As companhias estrangeiras vão deixar de estar sujeitas a limites nas participações de capital social detidas em companhias que gerem ativos de seguros na China, propõe um projeto normativo colocado em consulta pública pela CBIRC, comissão do banco central que regula e supervisiona bancos e seguradoras.

Conforme publicado no sítio eletrónico da China Banking and Insurance Regulatory Commission (CBIRC), o projeto normativo “Regulations on the Management of Insurance Asset Management Companies (Draft for Comment),” está em consulta, por um período de 30 dias, e visa proceder à revisão de parte do regime regulatório em vigor desde 2004. O documento perspetiva “profunda reforma estrutural do lado da oferta, reforçar a supervisão das sociedades gestoras de ativos de investimento em seguros,” além de promoção e desenvolvimento de elevados padrões de qualidade no setor.

No final do terceiro trimestre de 2021, segundo estatísticas da mesma autoridade, o montante de ativos de sob gestão de empresas de seguros na China (obrigações de dívida, ações e imobiliário) ascendia a cerca de 18,7 biliões de yuan (cerca de 2,6 biliões de euros). Desde 2004, quando as seguradoras locais foram autorizadas a criar sociedades gestoras de ativos, a China totaliza cerca de 30 entidades a operar no setor.

O projeto normativo é organizado em 7 capítulos e 85 artigos.
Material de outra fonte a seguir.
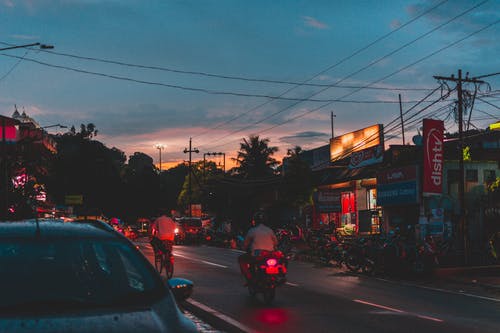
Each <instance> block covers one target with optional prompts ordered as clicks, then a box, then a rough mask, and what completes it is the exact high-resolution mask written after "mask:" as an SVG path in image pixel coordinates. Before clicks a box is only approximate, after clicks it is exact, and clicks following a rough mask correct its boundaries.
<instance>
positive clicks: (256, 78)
mask: <svg viewBox="0 0 500 333" xmlns="http://www.w3.org/2000/svg"><path fill="white" fill-rule="evenodd" d="M444 2H446V1H444ZM0 44H2V45H9V46H13V44H10V43H6V42H0ZM40 51H42V52H44V53H48V54H53V55H58V56H63V57H69V58H74V59H80V60H88V61H95V62H101V63H106V64H114V65H120V66H125V67H132V68H140V69H149V70H158V71H164V72H171V73H176V74H188V75H197V76H206V77H211V78H218V79H227V80H237V81H247V82H258V83H271V84H285V85H301V86H310V87H332V88H342V89H353V88H358V87H359V86H356V85H331V84H327V83H307V82H305V83H304V82H294V81H286V80H271V79H260V78H252V77H245V76H234V75H224V74H214V73H208V72H201V71H188V70H180V69H174V68H169V67H162V66H151V65H141V64H133V63H127V62H124V61H118V60H110V59H103V58H97V57H88V56H81V55H76V54H70V53H64V52H57V51H52V50H40ZM315 77H316V76H315ZM370 89H373V90H387V91H428V90H429V89H428V88H396V87H394V88H393V87H371V88H370Z"/></svg>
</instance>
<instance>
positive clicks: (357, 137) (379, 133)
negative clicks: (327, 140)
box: [330, 124, 384, 161]
mask: <svg viewBox="0 0 500 333" xmlns="http://www.w3.org/2000/svg"><path fill="white" fill-rule="evenodd" d="M378 145H382V147H383V146H384V133H383V125H382V124H378V125H373V126H370V127H366V128H363V129H360V130H357V131H354V132H350V133H346V134H344V135H341V136H337V137H335V138H333V139H331V140H330V159H331V160H332V161H335V160H339V159H343V158H345V157H348V156H350V155H351V154H352V153H354V152H359V151H361V150H364V149H367V148H371V147H375V146H378Z"/></svg>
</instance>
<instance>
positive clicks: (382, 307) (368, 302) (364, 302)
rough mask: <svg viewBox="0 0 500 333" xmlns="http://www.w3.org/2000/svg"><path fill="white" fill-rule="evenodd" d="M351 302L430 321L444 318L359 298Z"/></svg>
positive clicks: (441, 320) (355, 299) (437, 319)
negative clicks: (404, 309) (407, 315)
mask: <svg viewBox="0 0 500 333" xmlns="http://www.w3.org/2000/svg"><path fill="white" fill-rule="evenodd" d="M353 302H356V303H361V304H365V305H370V306H373V307H376V308H379V309H383V310H389V311H392V312H396V313H399V314H407V315H410V316H415V317H418V318H421V319H426V320H432V321H436V322H439V323H442V322H443V321H444V320H442V319H439V318H434V317H430V316H425V315H421V314H418V313H412V312H407V311H404V310H400V309H396V308H391V307H389V306H385V305H380V304H377V303H371V302H367V301H363V300H360V299H354V300H353Z"/></svg>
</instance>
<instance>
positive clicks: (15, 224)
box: [0, 219, 120, 239]
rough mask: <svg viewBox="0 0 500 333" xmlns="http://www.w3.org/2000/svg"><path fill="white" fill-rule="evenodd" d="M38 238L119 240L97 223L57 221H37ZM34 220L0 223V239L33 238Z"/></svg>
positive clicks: (35, 221)
mask: <svg viewBox="0 0 500 333" xmlns="http://www.w3.org/2000/svg"><path fill="white" fill-rule="evenodd" d="M38 225H39V230H40V237H43V238H58V239H61V238H117V239H118V238H120V237H119V235H118V234H117V233H116V232H114V231H113V229H112V228H111V227H108V226H106V225H105V224H104V223H101V222H99V221H77V222H63V221H62V220H57V219H40V220H39V221H38ZM36 233H37V222H36V220H34V219H33V220H23V221H13V222H0V239H2V238H13V237H14V238H17V237H30V236H31V235H33V237H35V235H36Z"/></svg>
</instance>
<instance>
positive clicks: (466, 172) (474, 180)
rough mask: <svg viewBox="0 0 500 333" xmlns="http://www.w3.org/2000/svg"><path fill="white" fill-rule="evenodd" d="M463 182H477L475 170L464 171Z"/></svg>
mask: <svg viewBox="0 0 500 333" xmlns="http://www.w3.org/2000/svg"><path fill="white" fill-rule="evenodd" d="M465 180H466V181H468V182H474V183H477V182H478V175H477V169H468V170H465Z"/></svg>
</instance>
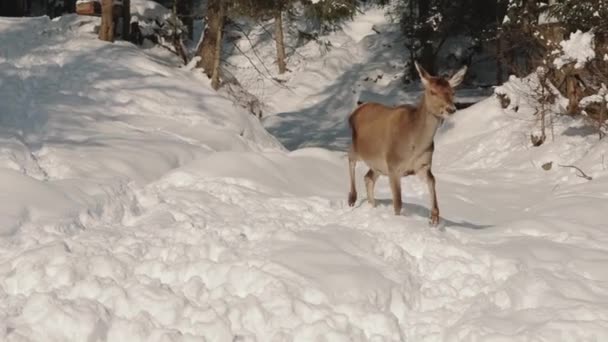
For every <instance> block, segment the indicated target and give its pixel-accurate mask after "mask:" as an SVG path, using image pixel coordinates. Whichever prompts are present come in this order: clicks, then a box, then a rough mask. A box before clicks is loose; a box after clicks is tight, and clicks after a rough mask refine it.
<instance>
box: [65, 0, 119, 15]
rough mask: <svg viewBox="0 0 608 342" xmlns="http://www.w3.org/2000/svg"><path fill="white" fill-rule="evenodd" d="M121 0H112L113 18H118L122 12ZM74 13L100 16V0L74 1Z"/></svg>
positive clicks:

O 3º capítulo desta proposta regulamentar foca “otimização do modelo de estrutura de capital social” e intenção de tratar em pé de igualdade os acionistas das companhias locais e estrangeiras para deixar de aplicar às entidades estrangeiras o limite superior (atualmente de 75%) no capital das empresas participadas por entidades estrangeiras.

“Esta flexibilização irá assegurar o mesmo tratamento aos investidores estrangeiros e locais (…). Isso ajudará a atrair mais companhias de seguros internacionais e empresas de gestão de ativos para o setor de gestão de ativos de seguros.,” sustenta a CBIRC.

Contando que a projeto normativo se materialize em norma regulamentar, os investidores estrangeiros passam a poder aumentar a respetiva quota de capital em companhias que gerem ativos de seguros até aos 100%, assumindo controlo integral das participadas.